Equities — big and small — got a boost, with the S&P 500 up almost 2%. A surge in Treasuries pushed 10-year yields down by more than 10 basis points — quelling fears that a 5% rate for the benchmark bond would be on the horizon. The combined reaction in both markets is currently pointing to the best day for a consumer price index release since October 2023.

The US CPI rose in December by less than forecast, reinvigorating bets the Fed will cut rates sooner than previously thought. Swap traders are now back to fully pricing in a rate cut by July. That was a quick shift after hotter-than-estimated jobs data spurred bets the central bank would only be able to resume policy easing in September or October. Not to mention some wagers on hikes.

“The market will be encouraged by the decrease in core inflation, which should alleviate some of the pressure on stock and bond markets, both of which have had a poor start to the year on inflation fears and concerns the Fed would not only stop cutting interest rates, but could even reverse course and begin raising them,” said Chris Zaccarelli at Northlight Asset Management.

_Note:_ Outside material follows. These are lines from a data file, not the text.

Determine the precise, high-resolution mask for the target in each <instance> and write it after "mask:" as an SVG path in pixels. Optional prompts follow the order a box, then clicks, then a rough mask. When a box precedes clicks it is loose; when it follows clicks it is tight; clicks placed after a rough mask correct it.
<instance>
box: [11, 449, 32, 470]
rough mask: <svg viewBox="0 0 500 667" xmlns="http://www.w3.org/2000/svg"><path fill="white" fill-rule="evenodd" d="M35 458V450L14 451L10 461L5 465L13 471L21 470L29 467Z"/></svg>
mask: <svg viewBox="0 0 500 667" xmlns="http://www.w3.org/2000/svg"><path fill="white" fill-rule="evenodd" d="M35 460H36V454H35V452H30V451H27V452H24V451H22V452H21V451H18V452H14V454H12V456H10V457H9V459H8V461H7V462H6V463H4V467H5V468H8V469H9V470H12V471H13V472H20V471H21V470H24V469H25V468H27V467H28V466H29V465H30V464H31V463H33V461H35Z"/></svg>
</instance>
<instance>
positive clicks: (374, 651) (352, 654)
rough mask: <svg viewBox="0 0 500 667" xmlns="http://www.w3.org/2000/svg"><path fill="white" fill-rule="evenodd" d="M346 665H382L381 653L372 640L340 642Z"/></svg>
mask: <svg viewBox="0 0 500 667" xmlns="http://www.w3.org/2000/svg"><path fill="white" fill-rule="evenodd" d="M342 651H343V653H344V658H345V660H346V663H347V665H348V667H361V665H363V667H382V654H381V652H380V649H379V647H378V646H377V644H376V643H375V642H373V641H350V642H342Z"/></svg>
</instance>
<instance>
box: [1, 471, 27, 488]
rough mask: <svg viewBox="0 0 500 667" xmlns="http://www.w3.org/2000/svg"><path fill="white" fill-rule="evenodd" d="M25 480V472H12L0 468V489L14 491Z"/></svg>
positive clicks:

To Tina Adatia at Goldman Sachs Asset Management, while the latest CPI release is likely insufficient to put a January rate cut back on the table, it strengthens the case that the Fed’s cutting cycle has not yet run its course.

“With labor market data remaining robust, however, the Fed has scope to be patient and more good inflation data will be required for the Fed to deliver further easing,” she noted.

The S&P 500 rose 1.7%. The Nasdaq 100 climbed 2.1%. The Dow Jones Industrial Average added 1.6%. The Russell 2000 advanced 2.3%. The KBW Bank Index surged 3.7% as Citigroup Inc., Goldman Sachs Group Inc., Wells Fargo & Co. and JPMorgan Chase & Co. kicked off the earnings season.

The yield on 10-year Treasuries declined 13 basis points to 4.66%.

“Core inflation isn’t accelerating and that’s the story,” said Jamie Cox at Harris Financial Group. “The market may have had its hair on fire about inflation running away again, but the data do not support that conclusion.”